North Korea Attacks U.S. Air Force and Navy in New Propaganda Video

This picture taken on September 23 and released from North Korea's official Korean Central News Agency (KCNA) on September 24 shows an anti-U.S. rally in Kim Il Sung Square in Pyongyang. A new propaganda video shows North Korean missiles aiming for U.S. military targets. STR/AFP/Getty Images

After aiming its weapons at the U.S. capital, North Korea's propaganda is now presenting the destruction of military targets, U.S. fighter jets and supercarriers.

A video released by the state-controlled website DPRK Today Sunday opens with images of President Donald Trump giving a speech on the occasion of the U.S. Air Force's 70th Anniversary at Joint Base Andrews, with ominous music playing in the background and text branding Trump a "madman."

The video then moves on to show ground-launched and submarine-launched North Korean missiles targeting the U.S. F-35 and B-1B aircrafts as well as the USS Carl Vinson, a nuclear-powered flattop.

Doctored images show both the jets and the vessel going up in flames, as well as the burning of an American flag on the backdrop of white crosses typical of American cemeteries.

"Should F-35, B-1B and the Carl Vinson lead the U.S. attack, they will head to the grave in that order," the subtitles read, translated by the South Korean news agency Yonhap.

The latest release of propaganda images came a few hours after the U.S. flew B-1B Lancer bombers from the airbase in the U.S. island of Guam, along with F-15C Eagle fighter escorts from Japan, into international airspace over waters east of North Korea in a show of force.

The U.S. Department of Defense said it was the furthest north of the Demilitarized Zone (DMZ) U.S. fighter of bomber aircraft have flown off the North Korean coast this century. This showed "the seriousness with which we take DPRK's reckless behavior," the Pentagon said in a statement, referring to North Korea with its official name, Democratic People's Republic of Korea (DPRK).

"This mission is a demonstration of U.S. resolve and a clear message that the President has many military options to defeat any threat," the statement added.

Tensions between the U.S. and North Korea continue to flare as the North Korean and the American leaders exchanged insults and threats over the past week.

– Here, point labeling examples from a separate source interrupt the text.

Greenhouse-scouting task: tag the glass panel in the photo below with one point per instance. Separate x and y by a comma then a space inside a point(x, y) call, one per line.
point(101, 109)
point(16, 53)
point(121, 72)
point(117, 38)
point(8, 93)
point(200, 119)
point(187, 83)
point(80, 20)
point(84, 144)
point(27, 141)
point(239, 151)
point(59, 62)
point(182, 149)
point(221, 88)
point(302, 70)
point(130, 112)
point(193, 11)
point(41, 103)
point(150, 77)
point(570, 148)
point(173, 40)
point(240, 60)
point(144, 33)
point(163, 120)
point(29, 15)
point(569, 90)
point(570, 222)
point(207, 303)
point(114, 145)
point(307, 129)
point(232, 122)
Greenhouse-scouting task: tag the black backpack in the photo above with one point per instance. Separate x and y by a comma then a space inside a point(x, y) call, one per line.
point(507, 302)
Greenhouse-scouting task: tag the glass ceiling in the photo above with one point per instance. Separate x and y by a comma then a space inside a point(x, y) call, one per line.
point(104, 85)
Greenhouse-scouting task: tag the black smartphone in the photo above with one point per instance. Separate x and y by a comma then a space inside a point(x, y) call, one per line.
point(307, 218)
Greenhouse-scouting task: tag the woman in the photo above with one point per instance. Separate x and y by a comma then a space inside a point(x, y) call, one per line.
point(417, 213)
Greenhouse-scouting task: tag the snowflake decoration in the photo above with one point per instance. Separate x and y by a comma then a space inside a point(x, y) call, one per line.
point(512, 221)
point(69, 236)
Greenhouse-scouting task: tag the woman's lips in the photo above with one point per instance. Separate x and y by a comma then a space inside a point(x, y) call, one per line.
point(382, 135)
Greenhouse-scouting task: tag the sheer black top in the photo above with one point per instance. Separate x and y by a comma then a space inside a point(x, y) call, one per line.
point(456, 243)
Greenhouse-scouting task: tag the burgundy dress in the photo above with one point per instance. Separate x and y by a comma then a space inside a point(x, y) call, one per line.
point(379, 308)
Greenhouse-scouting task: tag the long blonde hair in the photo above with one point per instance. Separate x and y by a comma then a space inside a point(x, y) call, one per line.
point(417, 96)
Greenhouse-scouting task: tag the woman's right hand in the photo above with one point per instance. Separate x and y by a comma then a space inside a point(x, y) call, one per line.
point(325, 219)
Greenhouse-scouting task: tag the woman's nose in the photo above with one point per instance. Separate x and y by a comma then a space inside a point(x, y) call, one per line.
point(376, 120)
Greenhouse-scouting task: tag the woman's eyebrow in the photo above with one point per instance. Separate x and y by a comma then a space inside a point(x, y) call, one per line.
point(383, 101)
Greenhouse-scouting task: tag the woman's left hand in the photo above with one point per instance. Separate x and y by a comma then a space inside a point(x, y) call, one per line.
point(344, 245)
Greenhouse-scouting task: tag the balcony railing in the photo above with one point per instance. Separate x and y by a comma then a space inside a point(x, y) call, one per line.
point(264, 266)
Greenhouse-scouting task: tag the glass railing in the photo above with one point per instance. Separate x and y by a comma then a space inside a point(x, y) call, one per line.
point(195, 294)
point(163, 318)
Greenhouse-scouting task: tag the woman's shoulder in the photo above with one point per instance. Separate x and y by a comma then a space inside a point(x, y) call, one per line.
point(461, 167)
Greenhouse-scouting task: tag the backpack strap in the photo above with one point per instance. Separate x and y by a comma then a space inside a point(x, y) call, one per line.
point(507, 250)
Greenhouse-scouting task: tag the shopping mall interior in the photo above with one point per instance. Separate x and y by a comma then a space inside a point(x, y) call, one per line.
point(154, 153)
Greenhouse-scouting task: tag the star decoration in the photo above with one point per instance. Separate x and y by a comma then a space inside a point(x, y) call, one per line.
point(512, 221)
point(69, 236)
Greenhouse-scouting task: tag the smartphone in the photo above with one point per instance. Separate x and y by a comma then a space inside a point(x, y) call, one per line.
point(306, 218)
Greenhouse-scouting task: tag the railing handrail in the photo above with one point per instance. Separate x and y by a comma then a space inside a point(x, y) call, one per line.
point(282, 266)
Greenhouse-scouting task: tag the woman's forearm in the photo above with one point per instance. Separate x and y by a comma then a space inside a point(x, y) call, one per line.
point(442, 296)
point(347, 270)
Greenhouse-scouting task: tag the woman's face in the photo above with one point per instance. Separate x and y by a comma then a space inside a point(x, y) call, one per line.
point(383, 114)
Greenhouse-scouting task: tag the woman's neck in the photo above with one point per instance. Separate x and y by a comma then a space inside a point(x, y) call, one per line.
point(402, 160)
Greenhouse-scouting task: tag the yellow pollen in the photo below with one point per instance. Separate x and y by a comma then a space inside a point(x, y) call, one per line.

Speaking at the U.N. General Assembly Saturday, North Korea foreign minister Ri Yong Ho warned that Trump's labeling of Kim Jong Un as "rocket man" made "our rockets' visit to the entire U.S. mainland inevitable." Trump reacted on Twitter saying that if Ri echoed "the thoughts of Little Rocket Man, they won't be around much longer!"

The North Korean state-controlled media have been using Trump's aggressive rhetoric to undermine his position as a world leader and justify Pyongyang's pursuit of nuclear weapons.

An article published by the state-run KCNA news agency Monday quoted Ri Chang Yong, head of a department of Pyongyang University of Foreign Studies, calling Trump "not a politician but a villain." The article then concluded: "The DPRK, possessed of the strongest nuclear weapons and military hardware, will surely and mercilessly exterminate those Trump-led war maniacs."